SFB Extra Seminar
"Electron hydrodynamics in Weyl semimetals: the role of Chern–Simons terms"
|Datum:||27.11.2019, 16:00 - 18:00 Uhr|
|Ort:||Hubland Süd, Geb. P1 (Physik), SE 1|
|Veranstalter:||SFB 1170 ToCoTronics|
|Vortragende*r:||Pavell Sukhachov - Nordita, Stockholm, Sweden|
Dirac and Weyl semimetals, whose low-energy quasiparticle excitations are described by the corresponding relativistic-like equations,
is an active and vibrant area of research in condensed matter physics. Unusual properties of these materials can be described by
various methods ranging from Green’s functions to semiclassical approaches such as the chiral kinetic theory and hydrodynamics.
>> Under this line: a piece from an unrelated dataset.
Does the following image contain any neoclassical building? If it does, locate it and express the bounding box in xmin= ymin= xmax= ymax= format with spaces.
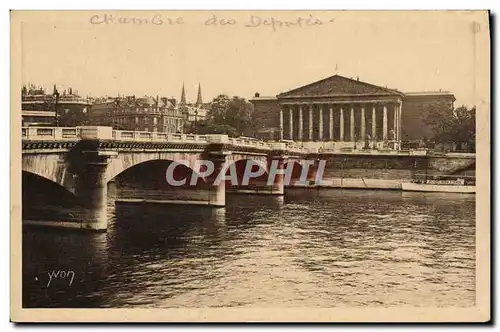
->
xmin=89 ymin=95 xmax=185 ymax=133
xmin=251 ymin=74 xmax=455 ymax=149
The possibility of the hydrodynamic regime for electrons in solids is particularly interesting and allows for several unexpected
effects related to the flow of electron fluid. Motivated by recent experiments, the consistent hydrodynamics for Weyl quasiparticles
is formulated. This framework includes the topological Chern–Simons terms and explicit breaking of the Galilean invariance by the
ion lattice. While the Chern–Simons terms do not enter the Navier–Stokes equation directly, they affect electron motion via
Maxwell’s equations. It is shown that topological terms quantified by the momentum-space separation between the Weyl nodes lead
to a few interesting effects. For example, the hydrodynamic anomalous Hall effect is predicted for a slab of Weyl semimetal. In the
case of a nonlocal geometry, electron fluid flow become spatially distorted. Further, the hydrodynamic description of the Fermi arc
surface states is proposed and a few collective modes in the hydrodynamic regime are discussed.